Although movies are mainly made for entertainment, not earning enough profit puts filmmakers in an awkward situation that makes it difficult to keep producing high-quality movies. One most popular quality metric is the score from Internet Movie Database (IMDb). Based on the metadata from IMDb, it would be interesting to analyze what makes a movie more successful than others, both commercially and critically. Therefore, the main goal of this project is to explore the IMDb dataset with focus on profit and IMDb score and present the findings in an intuitive and interactive way.
These are the R packages required for this project.
library(tidyverse)
library(knitr)
library(plotly)
library(ggrepel)
library(DT)
library(tm)
library(openxlsx)
The dataset used in this project came from the IMDb 5000 Movie Dataset from Kaggle. It recorded information on more than 5000 movies across 66 countries from 1916 to 2016. The dataset is available in a csv format file and is of size 1MB. Note that the original dataset is replaced on Kaggle website, and therefore we cannot access the original one. The following link is where we accessed data: https://www.kaggle.com/carolzhangdc/imdb-5000-movie-dataset (Yueming Zhang 2017).
The data preparation part consists of the following tasks:
First, we imported the data and checked the dimension and names of all attributes of the data. As shown below, there are 5043 movies recorded, and each record has 28 attributes, including information such as “Movie’s Title”, “Director’s Name”, “Budget of the movie”, and “IMDb score of the movie”.
## [1] 5043 28
## [1] "color" "director_name"
## [3] "num_critic_for_reviews" "duration"
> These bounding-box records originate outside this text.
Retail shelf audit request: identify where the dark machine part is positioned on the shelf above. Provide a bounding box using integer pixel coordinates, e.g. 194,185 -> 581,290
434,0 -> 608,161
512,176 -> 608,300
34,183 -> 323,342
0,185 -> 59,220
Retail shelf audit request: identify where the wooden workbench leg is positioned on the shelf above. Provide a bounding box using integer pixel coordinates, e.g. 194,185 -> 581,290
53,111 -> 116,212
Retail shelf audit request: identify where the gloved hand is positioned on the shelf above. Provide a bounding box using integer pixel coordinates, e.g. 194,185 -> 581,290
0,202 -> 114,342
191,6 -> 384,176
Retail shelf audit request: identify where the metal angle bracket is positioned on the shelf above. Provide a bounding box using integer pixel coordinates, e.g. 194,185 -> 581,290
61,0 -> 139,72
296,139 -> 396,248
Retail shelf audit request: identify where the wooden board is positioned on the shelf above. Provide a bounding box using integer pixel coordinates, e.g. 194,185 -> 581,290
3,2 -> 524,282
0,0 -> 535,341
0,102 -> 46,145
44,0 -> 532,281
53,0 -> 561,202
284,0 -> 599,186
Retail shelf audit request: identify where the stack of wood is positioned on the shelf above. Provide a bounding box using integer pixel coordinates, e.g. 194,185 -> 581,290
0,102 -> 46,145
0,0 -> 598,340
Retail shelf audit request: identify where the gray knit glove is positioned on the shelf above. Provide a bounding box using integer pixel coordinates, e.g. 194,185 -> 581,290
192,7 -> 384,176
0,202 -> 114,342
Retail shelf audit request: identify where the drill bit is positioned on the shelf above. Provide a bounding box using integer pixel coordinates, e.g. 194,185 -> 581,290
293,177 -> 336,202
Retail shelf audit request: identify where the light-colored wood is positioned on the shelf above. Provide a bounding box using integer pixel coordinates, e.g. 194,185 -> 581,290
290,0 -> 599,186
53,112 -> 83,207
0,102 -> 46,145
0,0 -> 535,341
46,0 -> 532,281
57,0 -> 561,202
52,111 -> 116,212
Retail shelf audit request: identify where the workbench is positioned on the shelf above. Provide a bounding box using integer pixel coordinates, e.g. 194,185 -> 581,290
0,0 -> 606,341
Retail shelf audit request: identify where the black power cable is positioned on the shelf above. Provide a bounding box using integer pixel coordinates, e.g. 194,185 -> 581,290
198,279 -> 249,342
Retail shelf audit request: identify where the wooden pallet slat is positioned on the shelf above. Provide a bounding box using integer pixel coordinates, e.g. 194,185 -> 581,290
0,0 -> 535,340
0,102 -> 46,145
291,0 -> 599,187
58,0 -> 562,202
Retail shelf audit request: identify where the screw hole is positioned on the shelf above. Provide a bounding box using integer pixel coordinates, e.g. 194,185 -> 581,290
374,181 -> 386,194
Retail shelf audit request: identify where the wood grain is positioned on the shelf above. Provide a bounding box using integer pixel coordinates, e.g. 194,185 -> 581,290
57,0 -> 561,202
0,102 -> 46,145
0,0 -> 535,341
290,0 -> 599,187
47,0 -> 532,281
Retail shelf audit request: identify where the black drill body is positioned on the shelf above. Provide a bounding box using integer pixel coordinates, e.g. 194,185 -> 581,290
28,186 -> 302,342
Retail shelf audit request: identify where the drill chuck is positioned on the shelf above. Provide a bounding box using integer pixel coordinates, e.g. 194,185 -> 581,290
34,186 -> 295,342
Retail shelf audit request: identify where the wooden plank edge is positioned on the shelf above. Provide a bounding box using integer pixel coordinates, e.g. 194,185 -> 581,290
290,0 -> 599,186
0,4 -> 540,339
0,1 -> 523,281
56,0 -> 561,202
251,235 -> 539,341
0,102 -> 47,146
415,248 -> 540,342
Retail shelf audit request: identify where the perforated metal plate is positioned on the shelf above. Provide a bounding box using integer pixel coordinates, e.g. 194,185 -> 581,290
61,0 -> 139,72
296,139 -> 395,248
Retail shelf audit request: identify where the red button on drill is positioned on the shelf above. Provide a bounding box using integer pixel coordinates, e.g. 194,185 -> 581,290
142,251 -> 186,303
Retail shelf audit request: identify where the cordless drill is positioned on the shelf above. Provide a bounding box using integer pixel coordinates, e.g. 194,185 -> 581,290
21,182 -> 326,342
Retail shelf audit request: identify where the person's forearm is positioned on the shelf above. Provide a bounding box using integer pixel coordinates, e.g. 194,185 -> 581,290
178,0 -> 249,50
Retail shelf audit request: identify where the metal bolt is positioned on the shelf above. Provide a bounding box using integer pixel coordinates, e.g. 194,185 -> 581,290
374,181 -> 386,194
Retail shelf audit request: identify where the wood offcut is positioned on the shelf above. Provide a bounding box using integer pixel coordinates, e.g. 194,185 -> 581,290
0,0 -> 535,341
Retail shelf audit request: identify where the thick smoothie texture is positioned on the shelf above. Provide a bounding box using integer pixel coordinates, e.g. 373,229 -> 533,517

## [5] "director_facebook_likes" "actor_3_facebook_likes"
## [7] "actor_2_name" "actor_1_facebook_likes"
## [9] "gross" "genres"
## [11] "actor_1_name" "movie_title"
## [13] "num_voted_users" "cast_total_facebook_likes"
## [15] "actor_3_name" "facenumber_in_poster"
## [17] "plot_keywords" "movie_imdb_link"
## [19] "num_user_for_reviews" "language"
## [21] "country" "content_rating"
## [23] "budget" "title_year"
## [25] "actor_2_facebook_likes" "imdb_score"
## [27] "aspect_ratio" "movie_facebook_likes"
Here is the preview of the raw data.
Then, to get the data ready for analysis, some tidying and cleansing works need to be done. First, unnecessary characters in the movie_title, genre and plot_keyword columns were removed.
Second, duplicates in movie_title column were removed as they may affect later analysis. In total, 126 duplicate movies were removed.
## [1] 126
Third, columns that contain currency, such as the budget and gross, may cause problems in later analysis because a few countries were not converted to US dollars, such as “South Korea” and “Japan”. Furthermore, given that all of them are converted to US dollars, we still need to consider the inflation, which makes the problem even more complicated. Thus, only movies from USA were kept for the profitability analysis.
## # A tibble: 4,917 x 4
## movie_title budget country gross
## <chr> <dbl> <chr> <int>
## 1 Lady Vengeance 4200000000 South Korea 211667
## 2 Fateless 2500000000 Hungary 195888
## 3 Princess Mononoke 2400000000 Japan 2298191
## 4 Steamboy 2127519898 Japan 410388
## 5 Akira 1100000000 Japan 439162
## 6 Godzilla 2000 1000000000 Japan 10037390
## 7 Kabhi Alvida Naa Kehna 700000000 India 3275443
## 8 Tango 700000000 Spain 1687311
## 9 Kites 600000000 India 1602466
## 10 Red Cliff 553632000 China 626809
## # ... with 4,907 more rows
Then, an new column profitable was added to indicate if a movie is profitable, ‘1’ means profitable (that is, profit \(>\) budget). As this involving both gross and budget columns, only movies from USA have non-empty value for this column. There are 3711 USA films, each of which has 31 attributes. Note that this version of data was saved to an csv file for people who want to focus only on USA films.
## [1] 3711 31
Last, regarding records that contain missing values, to keep the entire dataset as complete as possible, we decided to not remove any rows with missing data and to handle this issue for each individual analysis. For example, when doing genre-wise analysis, those without values for genre variables are excluded from the analysis.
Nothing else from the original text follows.